AnnData X memory layout

Hi,

I could imagine this is a question for @ivirshup, but happy for any answer.

Specifically, I was wondering about the memory layout of data stored in the AnnData.X slot. My understanding is that, on-disk, data is stored column-major (F-CONTIGUOUS). However, AnnData seems to store data as C-CONTIGUOUS, i.e. row-major.

Example:

import numpy as np
from anndata import AnnData, read_h5ad
X = np.array(np.random.randn(10,5),order="F")
print(X.flags.f_contiguous) 
# True
AnnData(X=X).write("tmp.h5ad")
read_h5ad("tmp.h5ad").X.flags
#  C_CONTIGUOUS : True
#  F_CONTIGUOUS : False

My question is: is this intentional? I am aware not all numpy functions deal well with column-major, so I could envision this is intentional. However, I often find myself performing column-wise operations (e.g. standardization). Example use-case:

def scaler(x: np.array):
    x -= x.mean(axis=0)
    x /= x.std(axis=0)

c_arr=np.random.random((10000000,10))
f_arr=np.array(c_arr,order="F")

%time scaler(c_arr)
# Wall time: 528 ms

%time scaler(f_arr)
# Wall time: 271 ms

Of course, other functionality might benefit from a C-CONTIGUOUS layout. But even PCA’s seem to benefit from the F-CONTIGUOUS layout:

from sklearn.decomposition import PCA
pca = PCA()
%time pca.fit_transform(c_arr)
# Wall time: 1.55 s

%time pca.fit_transform(f_arr)
# Wall time: 1.35 s

I understand these examples are quite articifical. Therefore I am just giving these timings to provide an idea of why column-major might be interesting in some setups. Could column-major be an option in the future?

Cheers,
Jesko

In general, I think we try to respect the cardinality the user has set for arrays in anndata object (e.g. we don’t intentionally switch from column to row major, IIRC). But I think the issue here is that HDF5 is row major:

We may be able to support "F" ordered arrays for zarr. I think this would require us explicitly passing order to zarr, since zarr.create defaults to "C".

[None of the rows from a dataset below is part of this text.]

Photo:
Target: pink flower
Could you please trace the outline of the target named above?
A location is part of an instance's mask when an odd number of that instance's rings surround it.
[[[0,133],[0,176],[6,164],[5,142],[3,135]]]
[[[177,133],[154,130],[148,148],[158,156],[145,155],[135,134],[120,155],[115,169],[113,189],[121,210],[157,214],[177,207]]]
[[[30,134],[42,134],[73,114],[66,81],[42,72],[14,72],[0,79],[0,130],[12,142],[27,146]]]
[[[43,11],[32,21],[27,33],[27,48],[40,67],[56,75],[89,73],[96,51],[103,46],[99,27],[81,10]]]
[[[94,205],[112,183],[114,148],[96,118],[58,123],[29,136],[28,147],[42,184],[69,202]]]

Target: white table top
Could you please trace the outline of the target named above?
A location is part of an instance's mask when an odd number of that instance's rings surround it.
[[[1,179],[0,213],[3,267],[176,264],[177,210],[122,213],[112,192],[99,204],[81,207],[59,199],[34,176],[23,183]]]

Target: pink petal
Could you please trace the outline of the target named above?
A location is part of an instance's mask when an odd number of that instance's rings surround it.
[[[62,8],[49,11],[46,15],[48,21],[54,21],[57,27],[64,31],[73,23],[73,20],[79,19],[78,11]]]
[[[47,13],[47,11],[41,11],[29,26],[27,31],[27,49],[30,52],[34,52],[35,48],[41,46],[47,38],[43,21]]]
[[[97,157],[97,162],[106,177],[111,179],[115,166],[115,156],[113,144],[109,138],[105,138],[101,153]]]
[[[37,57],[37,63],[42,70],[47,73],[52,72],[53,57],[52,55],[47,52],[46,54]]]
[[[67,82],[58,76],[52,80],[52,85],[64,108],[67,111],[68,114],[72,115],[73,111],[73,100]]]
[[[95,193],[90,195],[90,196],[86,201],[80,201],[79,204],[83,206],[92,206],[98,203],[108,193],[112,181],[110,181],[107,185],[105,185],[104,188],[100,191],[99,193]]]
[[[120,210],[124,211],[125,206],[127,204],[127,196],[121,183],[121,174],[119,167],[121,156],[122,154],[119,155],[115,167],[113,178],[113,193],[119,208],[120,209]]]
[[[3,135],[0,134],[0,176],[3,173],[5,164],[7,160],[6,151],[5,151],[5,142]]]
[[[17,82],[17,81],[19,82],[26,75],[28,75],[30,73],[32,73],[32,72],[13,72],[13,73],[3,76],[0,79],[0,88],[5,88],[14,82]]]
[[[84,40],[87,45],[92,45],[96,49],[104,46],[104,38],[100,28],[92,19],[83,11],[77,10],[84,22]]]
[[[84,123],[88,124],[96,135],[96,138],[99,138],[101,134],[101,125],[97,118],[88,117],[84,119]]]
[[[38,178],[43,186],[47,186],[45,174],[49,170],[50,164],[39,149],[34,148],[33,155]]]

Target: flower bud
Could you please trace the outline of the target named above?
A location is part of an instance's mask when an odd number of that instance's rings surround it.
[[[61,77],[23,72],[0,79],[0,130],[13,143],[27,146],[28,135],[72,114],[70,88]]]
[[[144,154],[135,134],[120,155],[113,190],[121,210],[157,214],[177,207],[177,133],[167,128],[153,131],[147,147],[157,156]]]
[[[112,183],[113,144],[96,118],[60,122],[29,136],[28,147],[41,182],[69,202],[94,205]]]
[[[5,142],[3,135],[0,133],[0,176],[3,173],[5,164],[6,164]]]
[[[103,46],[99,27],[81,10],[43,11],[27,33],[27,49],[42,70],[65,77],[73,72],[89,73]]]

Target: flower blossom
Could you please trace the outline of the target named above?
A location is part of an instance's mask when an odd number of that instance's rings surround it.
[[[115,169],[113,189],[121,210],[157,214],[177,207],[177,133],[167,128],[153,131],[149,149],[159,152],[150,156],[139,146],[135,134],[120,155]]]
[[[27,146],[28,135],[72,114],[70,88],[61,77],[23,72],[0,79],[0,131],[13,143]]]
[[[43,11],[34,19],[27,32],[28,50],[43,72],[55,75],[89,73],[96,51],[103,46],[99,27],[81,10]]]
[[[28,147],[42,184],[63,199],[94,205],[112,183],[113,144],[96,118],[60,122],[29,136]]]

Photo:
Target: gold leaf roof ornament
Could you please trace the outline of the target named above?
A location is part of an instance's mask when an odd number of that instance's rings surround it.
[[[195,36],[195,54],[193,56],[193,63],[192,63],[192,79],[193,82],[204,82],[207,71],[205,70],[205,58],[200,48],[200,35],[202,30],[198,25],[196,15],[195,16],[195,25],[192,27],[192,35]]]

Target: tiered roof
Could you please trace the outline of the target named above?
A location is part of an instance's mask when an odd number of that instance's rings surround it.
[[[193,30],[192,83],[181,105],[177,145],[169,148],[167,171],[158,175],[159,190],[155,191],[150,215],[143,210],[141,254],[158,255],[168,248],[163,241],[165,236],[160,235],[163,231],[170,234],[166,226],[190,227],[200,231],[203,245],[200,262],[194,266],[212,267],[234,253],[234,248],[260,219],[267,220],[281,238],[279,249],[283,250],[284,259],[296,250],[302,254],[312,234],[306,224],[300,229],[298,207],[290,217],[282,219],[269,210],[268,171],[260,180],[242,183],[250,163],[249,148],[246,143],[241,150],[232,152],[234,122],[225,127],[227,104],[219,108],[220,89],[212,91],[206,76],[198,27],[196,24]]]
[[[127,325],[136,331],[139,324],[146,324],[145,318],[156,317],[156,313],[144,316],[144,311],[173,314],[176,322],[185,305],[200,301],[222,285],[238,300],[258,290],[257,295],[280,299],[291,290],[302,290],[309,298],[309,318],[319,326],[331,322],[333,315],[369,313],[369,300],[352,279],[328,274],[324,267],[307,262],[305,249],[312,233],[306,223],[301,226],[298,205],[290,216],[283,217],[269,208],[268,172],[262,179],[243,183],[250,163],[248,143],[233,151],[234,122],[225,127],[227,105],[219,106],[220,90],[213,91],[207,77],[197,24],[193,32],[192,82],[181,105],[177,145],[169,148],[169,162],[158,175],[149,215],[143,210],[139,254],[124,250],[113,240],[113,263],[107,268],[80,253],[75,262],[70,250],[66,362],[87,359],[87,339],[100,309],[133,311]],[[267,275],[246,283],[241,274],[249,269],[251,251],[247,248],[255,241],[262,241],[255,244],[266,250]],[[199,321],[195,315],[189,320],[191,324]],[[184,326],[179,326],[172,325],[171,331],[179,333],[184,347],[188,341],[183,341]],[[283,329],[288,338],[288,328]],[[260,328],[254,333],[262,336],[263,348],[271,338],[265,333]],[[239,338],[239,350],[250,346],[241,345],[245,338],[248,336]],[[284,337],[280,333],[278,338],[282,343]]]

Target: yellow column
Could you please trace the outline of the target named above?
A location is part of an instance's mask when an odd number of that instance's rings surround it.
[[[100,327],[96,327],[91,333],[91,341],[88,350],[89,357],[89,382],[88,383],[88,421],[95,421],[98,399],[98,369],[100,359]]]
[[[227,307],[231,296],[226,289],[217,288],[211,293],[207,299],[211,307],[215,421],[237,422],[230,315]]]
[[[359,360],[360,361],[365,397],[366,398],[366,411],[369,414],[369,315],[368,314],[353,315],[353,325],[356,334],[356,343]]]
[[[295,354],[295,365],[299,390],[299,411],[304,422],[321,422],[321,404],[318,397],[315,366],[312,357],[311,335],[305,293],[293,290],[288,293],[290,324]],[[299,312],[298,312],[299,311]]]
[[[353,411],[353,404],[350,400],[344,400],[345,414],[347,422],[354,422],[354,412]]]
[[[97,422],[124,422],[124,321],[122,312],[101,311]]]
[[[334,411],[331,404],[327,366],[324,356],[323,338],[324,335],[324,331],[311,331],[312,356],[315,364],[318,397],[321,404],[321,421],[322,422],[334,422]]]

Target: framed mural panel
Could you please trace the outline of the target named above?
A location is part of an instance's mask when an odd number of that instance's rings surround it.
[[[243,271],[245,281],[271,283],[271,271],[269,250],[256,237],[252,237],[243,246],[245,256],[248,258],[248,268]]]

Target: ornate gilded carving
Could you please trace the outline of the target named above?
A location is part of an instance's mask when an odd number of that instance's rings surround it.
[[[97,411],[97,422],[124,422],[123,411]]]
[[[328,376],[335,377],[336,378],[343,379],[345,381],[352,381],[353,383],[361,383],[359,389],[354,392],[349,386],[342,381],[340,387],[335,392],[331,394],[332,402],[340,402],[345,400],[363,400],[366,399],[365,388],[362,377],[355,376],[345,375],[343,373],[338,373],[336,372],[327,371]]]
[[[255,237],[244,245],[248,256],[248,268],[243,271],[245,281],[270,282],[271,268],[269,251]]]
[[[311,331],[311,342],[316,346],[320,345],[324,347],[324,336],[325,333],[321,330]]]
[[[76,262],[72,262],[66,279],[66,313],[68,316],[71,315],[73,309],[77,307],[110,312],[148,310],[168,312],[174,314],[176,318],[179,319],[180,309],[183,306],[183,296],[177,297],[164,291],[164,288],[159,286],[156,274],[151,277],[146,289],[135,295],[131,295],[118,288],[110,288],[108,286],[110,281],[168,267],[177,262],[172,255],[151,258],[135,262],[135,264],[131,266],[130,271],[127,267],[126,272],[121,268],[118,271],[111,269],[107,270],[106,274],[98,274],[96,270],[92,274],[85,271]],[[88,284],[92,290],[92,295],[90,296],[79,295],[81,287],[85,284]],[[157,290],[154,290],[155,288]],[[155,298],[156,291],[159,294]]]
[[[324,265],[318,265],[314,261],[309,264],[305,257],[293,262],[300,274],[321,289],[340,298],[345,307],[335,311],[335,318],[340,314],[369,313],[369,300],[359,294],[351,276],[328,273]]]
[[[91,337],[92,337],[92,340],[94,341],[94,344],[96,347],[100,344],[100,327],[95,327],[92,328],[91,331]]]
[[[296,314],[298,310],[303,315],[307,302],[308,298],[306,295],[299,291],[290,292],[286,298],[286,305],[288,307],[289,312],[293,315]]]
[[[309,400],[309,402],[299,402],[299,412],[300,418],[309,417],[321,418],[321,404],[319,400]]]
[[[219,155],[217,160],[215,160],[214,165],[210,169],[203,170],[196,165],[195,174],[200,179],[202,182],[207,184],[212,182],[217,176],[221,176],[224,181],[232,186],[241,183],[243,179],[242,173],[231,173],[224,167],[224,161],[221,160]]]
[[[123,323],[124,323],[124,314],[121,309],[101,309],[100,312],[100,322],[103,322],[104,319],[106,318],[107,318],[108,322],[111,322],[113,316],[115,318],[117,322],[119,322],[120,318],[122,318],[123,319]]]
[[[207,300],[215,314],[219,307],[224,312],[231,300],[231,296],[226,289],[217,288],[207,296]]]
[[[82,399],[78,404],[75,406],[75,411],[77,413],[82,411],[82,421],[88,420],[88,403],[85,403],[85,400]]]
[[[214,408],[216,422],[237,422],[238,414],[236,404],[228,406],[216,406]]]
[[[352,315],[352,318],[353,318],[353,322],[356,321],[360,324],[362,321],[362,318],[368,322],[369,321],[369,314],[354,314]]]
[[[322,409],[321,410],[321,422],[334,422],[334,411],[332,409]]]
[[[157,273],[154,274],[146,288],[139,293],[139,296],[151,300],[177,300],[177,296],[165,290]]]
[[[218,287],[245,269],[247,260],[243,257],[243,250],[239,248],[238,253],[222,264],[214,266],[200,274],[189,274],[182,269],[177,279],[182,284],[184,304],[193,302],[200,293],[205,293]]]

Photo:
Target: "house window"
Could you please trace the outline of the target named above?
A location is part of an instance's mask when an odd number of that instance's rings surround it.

But maybe zarr will stop letting users specify the dimension order: Remove 'order' from Specs and make 'C' default · Issue #126 · zarr-developers/zarr-specs · GitHub

Interesting, clearly I did not remember the HDF5 format right. It seems like how to interpret the format depends on the language, see for example in Julia: Multi-dimensional arrays have reversed order if loaded by h5py in Python3 · Issue #785 · JuliaIO/HDF5.jl · GitHub
The discussion there is quite instructive I believe.

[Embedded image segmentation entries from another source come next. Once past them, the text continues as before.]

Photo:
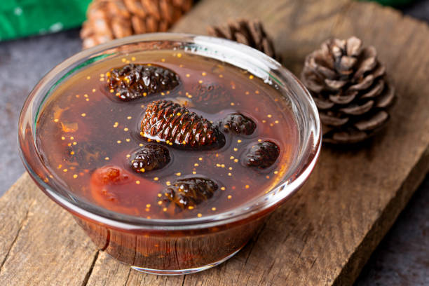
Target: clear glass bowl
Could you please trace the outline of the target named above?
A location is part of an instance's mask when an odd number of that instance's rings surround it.
[[[39,112],[62,81],[109,57],[137,50],[175,49],[222,60],[275,82],[288,99],[299,128],[299,149],[283,179],[264,196],[216,215],[186,219],[148,219],[122,214],[75,196],[49,171],[36,144]],[[157,274],[184,274],[216,266],[238,252],[264,218],[308,178],[319,155],[321,132],[314,102],[297,78],[278,62],[247,46],[190,34],[134,36],[84,50],[46,74],[25,102],[19,119],[21,157],[32,178],[54,201],[70,212],[95,245],[135,269]]]

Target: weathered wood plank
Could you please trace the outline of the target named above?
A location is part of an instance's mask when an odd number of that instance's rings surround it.
[[[8,252],[0,268],[1,285],[79,285],[86,280],[98,251],[27,174],[0,202],[6,205],[0,208],[1,251]],[[4,237],[8,225],[19,225],[11,233],[17,233],[12,243]]]
[[[324,148],[309,182],[226,263],[191,275],[130,271],[97,252],[71,216],[23,176],[0,199],[0,285],[350,285],[429,170],[429,28],[346,0],[205,0],[175,31],[258,18],[296,74],[331,36],[377,48],[400,97],[390,128],[362,148]],[[53,263],[53,261],[55,261]]]

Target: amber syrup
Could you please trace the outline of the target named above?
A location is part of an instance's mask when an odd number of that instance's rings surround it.
[[[177,74],[180,83],[168,92],[121,101],[108,88],[106,74],[129,63],[164,67]],[[215,98],[196,96],[198,86],[210,85],[221,86],[224,92]],[[141,122],[148,104],[158,100],[178,102],[214,123],[240,113],[257,127],[250,135],[224,133],[225,144],[220,149],[184,149],[151,142],[141,135]],[[284,178],[298,144],[294,117],[274,86],[226,63],[173,50],[118,56],[79,72],[54,90],[36,127],[38,148],[51,177],[64,182],[74,196],[96,205],[149,219],[217,214],[264,195]],[[264,169],[247,166],[246,153],[266,140],[280,149],[275,162]],[[169,149],[168,164],[158,170],[133,172],[132,152],[154,143]],[[93,179],[95,172],[109,166],[121,168],[128,179],[106,192],[97,189],[102,189],[102,182]],[[213,196],[195,207],[168,212],[161,200],[165,189],[177,179],[196,176],[217,183]]]

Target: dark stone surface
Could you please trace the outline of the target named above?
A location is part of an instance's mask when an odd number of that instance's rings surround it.
[[[429,0],[404,8],[429,21]],[[81,50],[79,30],[0,42],[0,196],[25,171],[18,156],[19,111],[28,93],[55,64]],[[429,285],[429,176],[372,256],[355,283]]]
[[[17,143],[24,101],[45,74],[81,45],[78,29],[0,42],[0,196],[25,171]]]
[[[429,176],[381,241],[355,286],[429,285]]]

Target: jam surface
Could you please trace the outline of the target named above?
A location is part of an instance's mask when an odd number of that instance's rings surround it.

I think given the Zarr issue you linked integrating support for column-major through Zarr seems unwise.

The only solution I could think of is to add an option to read_h5ad to read/write in column-major, which would trigger np.asfortranarray to be used during reading (and vice versa for writing).
But I see how this will be tricky with backed data and adds computational overhead to IO, not least in memory. So perhaps this is out of scope unless HDF5 introduces a flag for this.

This might be infeasible, but could one work somehow do it through chunks of HDF5 datasets?

I.e. One would expose options to write X with specified chunksizes (I think this is not yet the case, but might be useful in any case?). Then during reading, if the chunks are a lot longer than they are wide, trigger conversion to column-major (this would need very clear documentation though).

I think it would be fairly easy for us to say the order we expect the dimensions to be in. E.g. I could just add some metadata saying the array is meant to be in fortran order, or really any dimension order. I think this is broadly “fine” in python, since numpy supports arbitrary array order.

My main concern would be about interoperability with other languages.

Interoperability definitely outweighs and performance benefits here. In my mind, the data on disk would have to be row-major, with the potential to add a flag (maybe in uns ?) if column-major is preferred. If so, AnnData could automatically convert the array when needed. But of course again with backed files that’ll have quite some overhead, so might be no good.